“The Great American Bubble Machine” is a phrase that originated in a 2009 article published by Rolling Stone magazine. The article, written by journalist Matt Taibbi, was titled “The Great American Bubble Machine: From tech stocks to high gas prices, Goldman Sachs has engineered every major market manipulation since the Great Depression.”
In this article, Taibbi criticized the investment bank Goldman Sachs for its alleged role in various financial bubbles and market manipulations throughout history. The term “bubble” refers to a situation in which the prices of assets, such as stocks, real estate, or commodities, rise to unsustainable levels driven by excessive speculation and hype, only to eventually collapse, causing significant economic disruption.

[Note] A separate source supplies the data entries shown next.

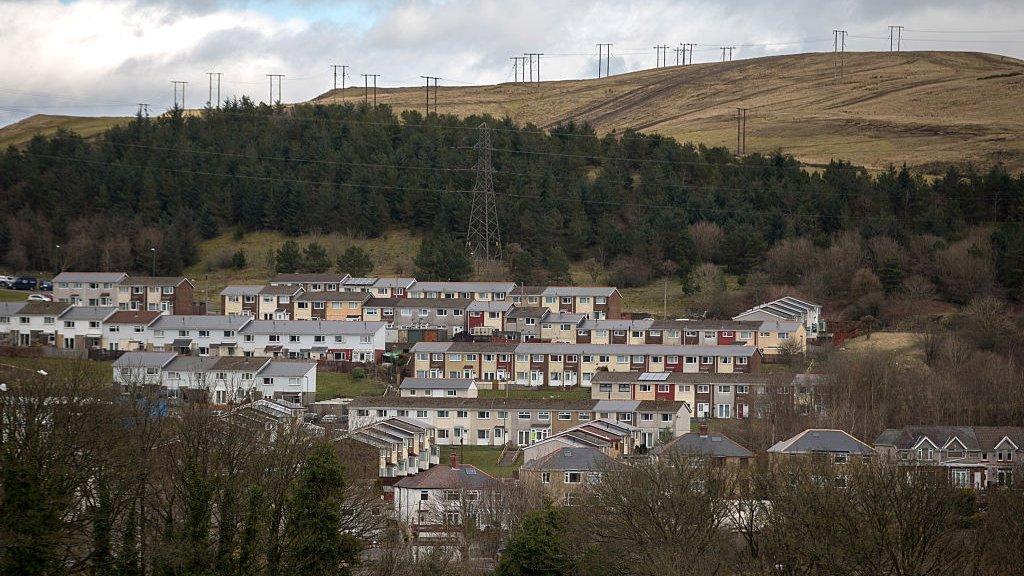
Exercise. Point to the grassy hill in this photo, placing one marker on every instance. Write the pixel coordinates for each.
(22, 131)
(923, 109)
(918, 108)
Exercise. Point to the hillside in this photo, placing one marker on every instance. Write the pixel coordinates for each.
(22, 131)
(918, 108)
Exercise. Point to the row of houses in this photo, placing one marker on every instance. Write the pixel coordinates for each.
(218, 379)
(166, 294)
(71, 327)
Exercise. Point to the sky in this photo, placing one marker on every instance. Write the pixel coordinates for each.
(97, 57)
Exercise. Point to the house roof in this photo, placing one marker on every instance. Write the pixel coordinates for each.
(569, 458)
(466, 477)
(415, 402)
(436, 383)
(288, 368)
(579, 291)
(89, 313)
(133, 317)
(154, 281)
(200, 322)
(10, 309)
(37, 307)
(100, 277)
(695, 444)
(817, 440)
(313, 278)
(333, 296)
(463, 287)
(242, 290)
(144, 360)
(313, 327)
(241, 363)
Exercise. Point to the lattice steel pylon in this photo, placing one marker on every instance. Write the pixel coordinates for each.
(483, 237)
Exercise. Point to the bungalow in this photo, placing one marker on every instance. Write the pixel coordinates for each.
(970, 456)
(89, 288)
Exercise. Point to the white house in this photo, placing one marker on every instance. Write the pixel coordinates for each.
(141, 368)
(329, 339)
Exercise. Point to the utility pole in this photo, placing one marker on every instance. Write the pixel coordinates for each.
(740, 131)
(660, 55)
(483, 237)
(179, 84)
(278, 77)
(344, 69)
(209, 98)
(605, 51)
(895, 33)
(435, 79)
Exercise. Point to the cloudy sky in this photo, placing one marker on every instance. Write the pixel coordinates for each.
(100, 57)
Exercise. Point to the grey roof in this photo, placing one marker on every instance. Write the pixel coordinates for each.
(579, 291)
(242, 290)
(641, 324)
(616, 405)
(188, 363)
(570, 458)
(10, 309)
(463, 287)
(198, 322)
(100, 277)
(144, 359)
(694, 444)
(89, 313)
(435, 383)
(287, 368)
(314, 327)
(816, 440)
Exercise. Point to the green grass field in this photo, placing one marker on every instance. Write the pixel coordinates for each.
(337, 384)
(483, 457)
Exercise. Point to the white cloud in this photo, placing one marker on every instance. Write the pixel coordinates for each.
(92, 56)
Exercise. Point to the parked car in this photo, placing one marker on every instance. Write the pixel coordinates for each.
(24, 283)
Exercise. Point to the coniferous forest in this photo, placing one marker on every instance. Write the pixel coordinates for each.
(629, 201)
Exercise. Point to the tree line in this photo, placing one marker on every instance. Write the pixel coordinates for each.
(629, 200)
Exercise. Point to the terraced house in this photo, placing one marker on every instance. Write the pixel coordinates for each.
(969, 456)
(567, 365)
(495, 421)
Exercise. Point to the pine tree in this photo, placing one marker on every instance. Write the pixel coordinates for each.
(288, 258)
(355, 261)
(538, 547)
(317, 545)
(314, 258)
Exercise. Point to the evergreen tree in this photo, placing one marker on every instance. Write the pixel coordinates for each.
(314, 258)
(289, 258)
(538, 547)
(355, 261)
(317, 545)
(442, 258)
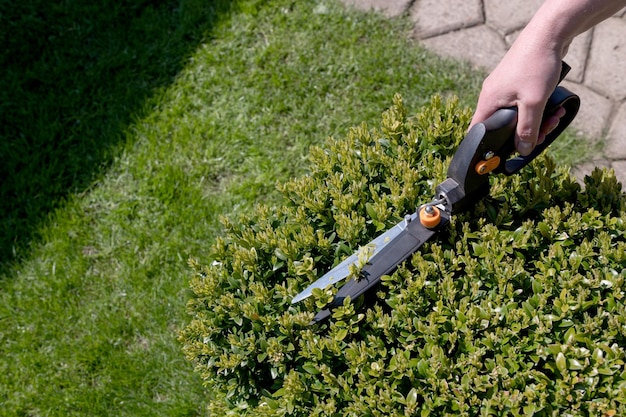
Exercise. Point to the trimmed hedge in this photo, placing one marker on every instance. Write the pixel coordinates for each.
(518, 309)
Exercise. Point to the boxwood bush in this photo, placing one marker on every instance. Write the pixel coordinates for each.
(517, 309)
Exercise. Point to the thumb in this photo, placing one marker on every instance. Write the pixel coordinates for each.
(528, 125)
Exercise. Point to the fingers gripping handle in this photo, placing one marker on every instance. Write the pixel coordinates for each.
(561, 97)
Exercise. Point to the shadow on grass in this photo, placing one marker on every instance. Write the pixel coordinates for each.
(75, 74)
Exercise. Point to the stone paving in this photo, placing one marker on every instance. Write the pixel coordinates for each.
(481, 31)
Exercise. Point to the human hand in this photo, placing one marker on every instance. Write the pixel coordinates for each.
(524, 78)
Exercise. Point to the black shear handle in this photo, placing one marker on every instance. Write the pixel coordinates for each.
(489, 146)
(561, 97)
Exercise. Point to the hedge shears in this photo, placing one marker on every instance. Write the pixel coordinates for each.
(487, 148)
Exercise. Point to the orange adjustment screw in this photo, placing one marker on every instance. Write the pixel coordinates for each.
(488, 165)
(430, 216)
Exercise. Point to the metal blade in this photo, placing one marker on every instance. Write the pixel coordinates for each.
(342, 270)
(405, 244)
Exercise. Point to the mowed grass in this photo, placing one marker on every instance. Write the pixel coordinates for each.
(127, 130)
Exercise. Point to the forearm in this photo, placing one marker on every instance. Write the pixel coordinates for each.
(557, 22)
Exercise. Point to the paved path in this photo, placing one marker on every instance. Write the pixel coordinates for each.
(481, 31)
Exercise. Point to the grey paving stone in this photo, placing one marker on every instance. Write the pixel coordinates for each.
(390, 8)
(506, 17)
(606, 65)
(616, 138)
(595, 110)
(480, 45)
(435, 17)
(577, 55)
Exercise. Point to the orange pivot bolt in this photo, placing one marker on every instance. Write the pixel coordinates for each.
(430, 216)
(486, 166)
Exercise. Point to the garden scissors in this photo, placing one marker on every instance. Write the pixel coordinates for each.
(488, 147)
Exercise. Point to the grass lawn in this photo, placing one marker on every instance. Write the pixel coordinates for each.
(126, 130)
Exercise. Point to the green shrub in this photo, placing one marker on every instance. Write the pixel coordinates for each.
(518, 309)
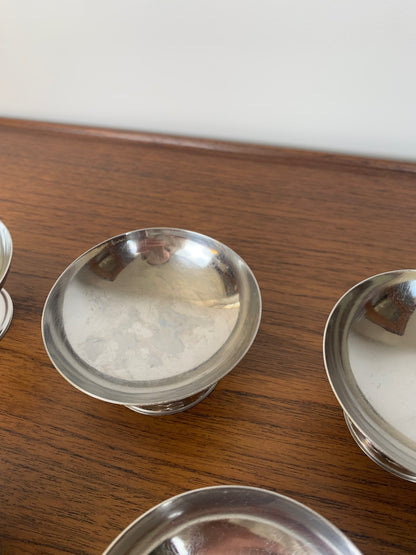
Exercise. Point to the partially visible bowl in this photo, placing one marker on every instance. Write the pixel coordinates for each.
(152, 319)
(6, 252)
(231, 520)
(370, 358)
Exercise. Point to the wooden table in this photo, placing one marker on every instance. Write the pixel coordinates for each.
(75, 471)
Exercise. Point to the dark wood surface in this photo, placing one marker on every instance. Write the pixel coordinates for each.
(75, 471)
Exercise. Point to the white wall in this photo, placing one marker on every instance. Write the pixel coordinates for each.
(321, 74)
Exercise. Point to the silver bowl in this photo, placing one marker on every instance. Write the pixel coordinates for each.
(6, 252)
(152, 319)
(370, 359)
(231, 520)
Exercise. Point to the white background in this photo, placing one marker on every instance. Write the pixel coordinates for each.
(319, 74)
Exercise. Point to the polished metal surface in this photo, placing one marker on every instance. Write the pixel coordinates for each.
(152, 319)
(370, 358)
(6, 305)
(231, 520)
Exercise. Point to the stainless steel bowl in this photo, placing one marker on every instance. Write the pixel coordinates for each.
(6, 305)
(370, 359)
(152, 319)
(231, 520)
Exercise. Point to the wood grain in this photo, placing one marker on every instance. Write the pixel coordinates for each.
(75, 471)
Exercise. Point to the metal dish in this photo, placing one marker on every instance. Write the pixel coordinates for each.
(6, 252)
(231, 520)
(152, 319)
(370, 359)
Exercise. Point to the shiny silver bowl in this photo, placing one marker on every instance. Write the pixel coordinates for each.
(370, 359)
(6, 305)
(231, 520)
(152, 319)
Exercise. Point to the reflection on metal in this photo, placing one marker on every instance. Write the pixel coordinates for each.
(231, 520)
(392, 310)
(370, 359)
(152, 319)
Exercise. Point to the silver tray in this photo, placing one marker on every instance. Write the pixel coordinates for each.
(231, 520)
(152, 319)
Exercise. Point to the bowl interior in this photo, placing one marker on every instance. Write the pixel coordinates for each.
(370, 355)
(151, 315)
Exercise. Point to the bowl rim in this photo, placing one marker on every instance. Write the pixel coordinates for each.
(168, 512)
(367, 421)
(5, 239)
(127, 394)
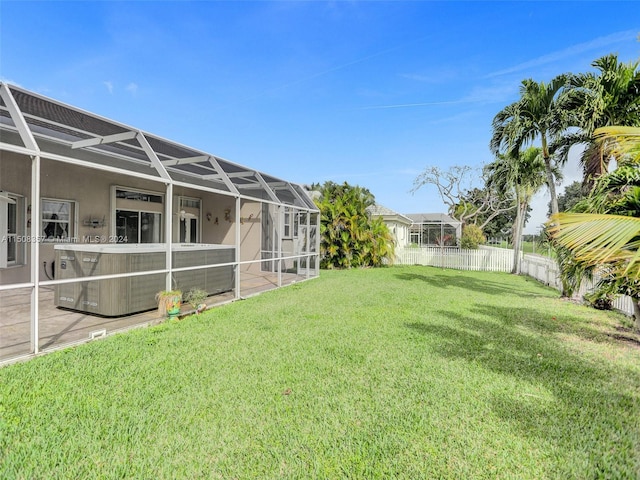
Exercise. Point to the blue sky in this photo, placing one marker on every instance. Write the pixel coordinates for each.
(366, 92)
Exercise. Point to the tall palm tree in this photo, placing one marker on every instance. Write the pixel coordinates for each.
(523, 177)
(538, 113)
(610, 96)
(608, 235)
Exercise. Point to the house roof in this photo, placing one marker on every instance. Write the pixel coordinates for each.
(32, 124)
(378, 210)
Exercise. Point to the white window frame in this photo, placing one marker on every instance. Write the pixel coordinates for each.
(186, 204)
(139, 209)
(18, 234)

Taibbi’s article specifically accused Goldman Sachs of profiting from and contributing to a series of financial bubbles and crises, including the dot-com bubble of the late 1990s, the housing bubble that led to the 2008 financial crisis, and the rising prices of commodities like oil and food.
The article painted a critical picture of Goldman Sachs as an institution that allegedly used its influence, connections, and financial expertise to manipulate markets for its own gain. It suggested that the bank’s actions not only exacerbated economic inequality but also played a role in destabilizing the global financial system.
It’s important to note that while the article was widely discussed and had an impact on public discourse about the financial industry, it also generated controversy and debate. Some criticized the article for oversimplifying complex financial dynamics and assigning too much responsibility to one institution.
“The Great American Bubble Machine” remains a notable piece of financial journalism that raises questions about the role of financial institutions, market manipulation, and the broader economic consequences of speculative bubbles.